Escrever, assim como com toda arte, é central na construção da cultura. A boa escrita consegue fazer isso sem explorar estereótipos e, em última instância, ilumina verdades universais que nos ligam uns aos outros. A cultura a que eu pertenço calha de estar enraizada na cultura imigrante italiana e eu não desejo nem brandi-la como uma bandeira na final da Copa do Mundo de futebol, nem minimizá-la por medo de ser rotulada e, possivelmente, excluída. Esta é quem sou. A literatura de imigrantes – classificada assim ou simplesmente como boa literatura – tornou os leitores canadenses mais receptivos a outras culturas e ajudou a formar a sociedade vibrante, multifacetada e cosmopolita que é o Canadá no século 21. Ficarei mais do que honrada por ser considerada parte desta tradição.
Referências
GUZZO-McPARLAND, Connie. Immigrant literature and the Canadian Canon. National Post, 28 nov. 2013. Seção “Posfácio”. Disponível em: https://nationalpost.com/entertainment/books/immigrant-literature-and-the-canadian-canon. Acesso em: 21 de abril de 2024.

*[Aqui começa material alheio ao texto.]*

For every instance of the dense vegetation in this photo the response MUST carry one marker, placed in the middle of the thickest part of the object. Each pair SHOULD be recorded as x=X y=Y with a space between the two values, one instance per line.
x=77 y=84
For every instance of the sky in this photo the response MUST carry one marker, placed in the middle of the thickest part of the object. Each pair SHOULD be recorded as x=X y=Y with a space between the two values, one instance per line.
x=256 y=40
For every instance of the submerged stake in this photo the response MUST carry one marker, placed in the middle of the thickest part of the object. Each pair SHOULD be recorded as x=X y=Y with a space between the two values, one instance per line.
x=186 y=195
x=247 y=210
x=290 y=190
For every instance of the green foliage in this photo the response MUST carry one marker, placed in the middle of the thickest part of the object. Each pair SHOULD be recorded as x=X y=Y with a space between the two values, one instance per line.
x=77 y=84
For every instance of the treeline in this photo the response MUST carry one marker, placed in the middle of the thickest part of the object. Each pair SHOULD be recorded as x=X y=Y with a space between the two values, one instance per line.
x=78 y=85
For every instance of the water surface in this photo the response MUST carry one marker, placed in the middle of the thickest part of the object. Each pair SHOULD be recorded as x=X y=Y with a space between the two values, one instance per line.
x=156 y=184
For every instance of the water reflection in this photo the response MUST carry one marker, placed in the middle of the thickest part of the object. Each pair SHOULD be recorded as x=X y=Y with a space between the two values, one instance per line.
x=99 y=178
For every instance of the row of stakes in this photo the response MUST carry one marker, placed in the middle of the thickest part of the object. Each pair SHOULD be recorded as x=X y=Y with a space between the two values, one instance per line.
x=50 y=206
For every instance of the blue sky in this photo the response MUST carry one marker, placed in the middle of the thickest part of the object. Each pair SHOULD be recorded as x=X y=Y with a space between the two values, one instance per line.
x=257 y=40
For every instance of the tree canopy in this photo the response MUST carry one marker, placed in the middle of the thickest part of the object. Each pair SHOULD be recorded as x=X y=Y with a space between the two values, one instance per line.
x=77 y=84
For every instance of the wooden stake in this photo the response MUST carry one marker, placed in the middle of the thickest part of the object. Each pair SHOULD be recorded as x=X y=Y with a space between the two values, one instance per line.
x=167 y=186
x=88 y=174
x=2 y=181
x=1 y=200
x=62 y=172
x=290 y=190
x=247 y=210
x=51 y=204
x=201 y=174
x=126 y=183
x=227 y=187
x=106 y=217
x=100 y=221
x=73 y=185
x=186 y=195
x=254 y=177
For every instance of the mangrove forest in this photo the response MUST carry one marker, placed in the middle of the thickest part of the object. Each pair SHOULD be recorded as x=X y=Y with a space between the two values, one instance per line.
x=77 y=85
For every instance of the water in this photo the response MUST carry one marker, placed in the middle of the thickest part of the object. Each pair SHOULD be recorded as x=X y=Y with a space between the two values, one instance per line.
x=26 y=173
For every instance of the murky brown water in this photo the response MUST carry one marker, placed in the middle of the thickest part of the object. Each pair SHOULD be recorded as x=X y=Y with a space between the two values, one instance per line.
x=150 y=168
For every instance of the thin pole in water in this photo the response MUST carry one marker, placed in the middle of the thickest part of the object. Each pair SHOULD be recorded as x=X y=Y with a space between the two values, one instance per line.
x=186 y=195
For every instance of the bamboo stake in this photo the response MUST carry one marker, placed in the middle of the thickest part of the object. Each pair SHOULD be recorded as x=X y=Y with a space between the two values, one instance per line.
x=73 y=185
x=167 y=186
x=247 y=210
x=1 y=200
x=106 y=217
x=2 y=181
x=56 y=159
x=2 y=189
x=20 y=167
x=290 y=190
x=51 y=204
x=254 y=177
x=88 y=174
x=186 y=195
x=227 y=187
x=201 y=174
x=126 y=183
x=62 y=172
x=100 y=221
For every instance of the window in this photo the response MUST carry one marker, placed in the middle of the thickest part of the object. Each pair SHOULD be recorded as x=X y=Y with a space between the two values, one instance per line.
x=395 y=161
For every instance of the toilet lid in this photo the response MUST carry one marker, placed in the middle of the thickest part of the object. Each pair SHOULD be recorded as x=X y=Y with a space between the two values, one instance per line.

All Lit Up. About the Author Connie Guzzo-McParland, [201-]. Disponível em: https://alllitup.ca/contributors/G/Guzzo-McParland-Connie. Acesso em: 21 de abril de 2024.
Sobre o texto
Este texto foi publicado originalmente em inglês no site do National Post (Ontário, Canadá). A publicação de sua tradução para a língua portuguesa foi autorizada pela autora do texto.
Sobre o autor
Connie Guzzo-McParland nasceu na Calábria (Itália) e foi criada em Montreal (Canadá). É autora dos livros “An Opera in 3 Acts Starring Gino Quilico” (Linda Leith Publishing, 2022), “The Women of Saturn” (Inanna Publications and Education, 2017) e “The Girls of Piazza d’Amore” (Linda Leith Publishing, 2013). É consultora financeira-chefe da Guernica Editions, onde, desde 2010, também desempenha a função de co-editora. Formou-se em Literatura Italiana pela Concordia University, tendo concluído o mestrado em Escrita Criativa pela mesma universidade. Ganhou o David McKeen Award for Creative Writing (Canadá) e o Premio Letterario Cosseria (Itália).
Tradutora do texto, Giselle Rodrigues Ribeiro é doutora em Letras pela Universidade de São Paulo e licenciada em Letras (Português/Inglês) pela Universidade Estadual de Maringá (Brasil). É autora do livro “Subalternidades em perspectiva teórica: pela descolonização dos estudos literários” (EDUFBA, 2017), é líder do grupo de pesquisa “Migrantes na literatura e nas histórias em quadrinhos (DGP) e coordenadora do “Leituras dos girassóis”, um clube de leitura de textos literários. Atualmente, dedica-se a um estágio pós-doutoral na Johannes Gutenberg-Universität Mainz (Alemanha) no âmbito dos estudos literários e da tradução.